Voor het eerst in het wild een krakeend herkennen valt niet altijd mee. De kop grijsbruin, de borst grijs, de rug bruingrijs… en als de lucht dan ook nog grijs is dan wordt het helemaal lastig. Het geluid helpt ook al niet, want de krakeendman roept wel "krak", maar zo zacht dat het nauwelijks opvalt. Toch zijn er twee handige trucs waarmee je het krakeendmannetje snel kunt herkennen. Op de flanken is een klein wit vlekje zichtbaar, ter grootte van een suikerklontje. En de man heeft een donkere zwarte bips. Als je het suikerklontje en de zwarte kont ziet, is de krakeend in de pocket!
Het voorjaar is de beste tijd om eenden te bekijken en herkennen.
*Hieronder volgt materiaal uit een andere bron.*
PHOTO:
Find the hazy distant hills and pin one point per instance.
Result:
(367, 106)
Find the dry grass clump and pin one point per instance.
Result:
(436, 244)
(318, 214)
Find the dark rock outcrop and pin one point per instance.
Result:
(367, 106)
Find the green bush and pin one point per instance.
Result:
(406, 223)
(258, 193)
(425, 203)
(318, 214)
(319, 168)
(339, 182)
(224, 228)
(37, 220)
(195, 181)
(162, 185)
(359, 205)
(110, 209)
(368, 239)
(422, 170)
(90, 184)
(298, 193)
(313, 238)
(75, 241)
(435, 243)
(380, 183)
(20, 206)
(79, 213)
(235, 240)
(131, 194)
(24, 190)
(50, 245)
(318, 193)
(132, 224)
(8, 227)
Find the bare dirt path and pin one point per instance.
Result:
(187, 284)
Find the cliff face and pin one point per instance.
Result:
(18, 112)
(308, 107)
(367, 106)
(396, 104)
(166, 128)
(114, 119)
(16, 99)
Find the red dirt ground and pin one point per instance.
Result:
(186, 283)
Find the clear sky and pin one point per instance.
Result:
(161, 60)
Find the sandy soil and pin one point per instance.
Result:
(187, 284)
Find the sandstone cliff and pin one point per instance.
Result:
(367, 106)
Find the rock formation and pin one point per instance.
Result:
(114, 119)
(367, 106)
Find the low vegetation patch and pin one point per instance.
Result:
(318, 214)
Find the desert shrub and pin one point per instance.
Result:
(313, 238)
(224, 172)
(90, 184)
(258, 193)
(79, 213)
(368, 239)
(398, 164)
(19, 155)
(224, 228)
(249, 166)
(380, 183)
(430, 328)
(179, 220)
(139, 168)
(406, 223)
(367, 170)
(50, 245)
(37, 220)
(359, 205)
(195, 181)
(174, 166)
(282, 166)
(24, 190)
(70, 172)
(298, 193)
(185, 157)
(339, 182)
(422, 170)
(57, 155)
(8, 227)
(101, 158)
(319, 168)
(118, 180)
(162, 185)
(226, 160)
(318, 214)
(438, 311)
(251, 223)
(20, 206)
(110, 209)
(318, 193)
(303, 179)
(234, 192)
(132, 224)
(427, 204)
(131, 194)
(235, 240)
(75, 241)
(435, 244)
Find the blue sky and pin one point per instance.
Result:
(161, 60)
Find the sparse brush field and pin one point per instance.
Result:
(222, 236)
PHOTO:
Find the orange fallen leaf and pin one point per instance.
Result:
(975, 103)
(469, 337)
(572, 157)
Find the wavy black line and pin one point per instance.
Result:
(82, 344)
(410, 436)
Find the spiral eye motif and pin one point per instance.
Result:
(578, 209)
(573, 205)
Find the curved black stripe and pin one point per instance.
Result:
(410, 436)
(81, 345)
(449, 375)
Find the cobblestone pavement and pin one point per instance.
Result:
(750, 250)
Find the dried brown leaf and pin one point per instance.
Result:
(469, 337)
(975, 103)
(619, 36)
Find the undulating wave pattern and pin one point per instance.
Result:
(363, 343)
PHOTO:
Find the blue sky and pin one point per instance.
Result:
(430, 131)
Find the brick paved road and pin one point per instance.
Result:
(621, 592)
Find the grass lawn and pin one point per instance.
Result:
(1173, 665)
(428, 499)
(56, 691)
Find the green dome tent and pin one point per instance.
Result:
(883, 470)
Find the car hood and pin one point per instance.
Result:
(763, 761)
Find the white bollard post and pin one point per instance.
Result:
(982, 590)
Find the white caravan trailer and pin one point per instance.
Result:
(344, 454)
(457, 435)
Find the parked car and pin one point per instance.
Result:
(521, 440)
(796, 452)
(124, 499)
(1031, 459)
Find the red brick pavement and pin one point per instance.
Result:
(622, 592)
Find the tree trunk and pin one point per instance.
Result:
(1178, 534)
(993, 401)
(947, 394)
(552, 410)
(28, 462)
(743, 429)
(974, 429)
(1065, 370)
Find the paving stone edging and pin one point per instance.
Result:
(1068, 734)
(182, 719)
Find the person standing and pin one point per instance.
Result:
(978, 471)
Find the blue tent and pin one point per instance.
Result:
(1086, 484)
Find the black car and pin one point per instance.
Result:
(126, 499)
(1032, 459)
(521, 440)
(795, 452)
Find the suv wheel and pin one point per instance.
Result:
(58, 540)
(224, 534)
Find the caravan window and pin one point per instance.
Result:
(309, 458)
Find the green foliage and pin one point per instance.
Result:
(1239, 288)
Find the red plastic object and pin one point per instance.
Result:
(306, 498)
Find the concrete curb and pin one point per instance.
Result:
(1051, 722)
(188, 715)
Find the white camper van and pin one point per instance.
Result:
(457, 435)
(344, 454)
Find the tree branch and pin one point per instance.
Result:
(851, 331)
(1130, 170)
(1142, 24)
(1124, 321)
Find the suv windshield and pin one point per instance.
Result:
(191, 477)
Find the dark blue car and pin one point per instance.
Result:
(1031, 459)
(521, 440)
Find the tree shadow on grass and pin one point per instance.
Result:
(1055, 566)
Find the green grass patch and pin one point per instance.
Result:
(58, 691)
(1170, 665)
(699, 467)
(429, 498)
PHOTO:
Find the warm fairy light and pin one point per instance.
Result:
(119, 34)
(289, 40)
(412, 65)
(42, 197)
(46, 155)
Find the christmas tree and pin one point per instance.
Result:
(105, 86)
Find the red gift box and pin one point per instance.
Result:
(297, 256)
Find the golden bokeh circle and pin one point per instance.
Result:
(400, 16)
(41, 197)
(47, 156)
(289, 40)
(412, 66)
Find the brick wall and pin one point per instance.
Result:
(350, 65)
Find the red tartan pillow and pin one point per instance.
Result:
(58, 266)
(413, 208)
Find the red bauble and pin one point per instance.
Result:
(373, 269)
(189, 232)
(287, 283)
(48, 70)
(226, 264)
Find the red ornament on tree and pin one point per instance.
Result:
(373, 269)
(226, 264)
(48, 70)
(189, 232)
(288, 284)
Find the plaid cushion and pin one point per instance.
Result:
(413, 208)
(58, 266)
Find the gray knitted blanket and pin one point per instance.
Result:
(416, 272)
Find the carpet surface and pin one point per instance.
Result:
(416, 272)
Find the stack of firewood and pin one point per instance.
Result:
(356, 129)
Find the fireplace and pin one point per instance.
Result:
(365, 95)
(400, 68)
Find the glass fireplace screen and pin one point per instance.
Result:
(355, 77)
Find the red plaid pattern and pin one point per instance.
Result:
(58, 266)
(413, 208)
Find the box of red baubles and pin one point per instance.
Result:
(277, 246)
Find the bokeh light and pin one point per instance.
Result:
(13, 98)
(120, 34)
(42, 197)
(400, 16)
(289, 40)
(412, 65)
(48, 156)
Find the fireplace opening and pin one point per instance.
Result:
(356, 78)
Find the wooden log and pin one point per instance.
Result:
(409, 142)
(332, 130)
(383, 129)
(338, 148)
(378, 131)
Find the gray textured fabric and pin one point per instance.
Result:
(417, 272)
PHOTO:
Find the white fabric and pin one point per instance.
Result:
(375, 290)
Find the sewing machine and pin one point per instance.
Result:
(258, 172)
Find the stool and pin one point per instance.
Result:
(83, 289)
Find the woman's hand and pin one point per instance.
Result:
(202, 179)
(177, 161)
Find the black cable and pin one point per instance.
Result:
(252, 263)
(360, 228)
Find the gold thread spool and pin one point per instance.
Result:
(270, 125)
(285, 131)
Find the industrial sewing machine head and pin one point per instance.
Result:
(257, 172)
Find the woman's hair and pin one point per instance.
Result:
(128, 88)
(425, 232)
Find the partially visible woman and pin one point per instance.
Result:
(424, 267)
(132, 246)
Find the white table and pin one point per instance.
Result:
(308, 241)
Dan zien ze er vaak precies zo uit als in een vogelgids. Maar in het najaar is eenden kijken een stuk moeilijker. Mannetjes dragen dan het zogenaamde eclipskleed. Ze trekken als het ware ‘vrouwenkleren’ aan en zien ze er allemaal nogal bruin uit. Ze zijn dan in de rui. Naarmate de winter vordert krijgen ze echter steeds meer het prachtkleed terug, waarmee ze in de meeste vogelboeken staan afgebeeld. Dan wordt de herkenning weer een stuk gemakkelijker. Ook de krakeendman krijgt dan weer zijn fraaie gemarmerde verenkleed terug. En zijn zwarte kont!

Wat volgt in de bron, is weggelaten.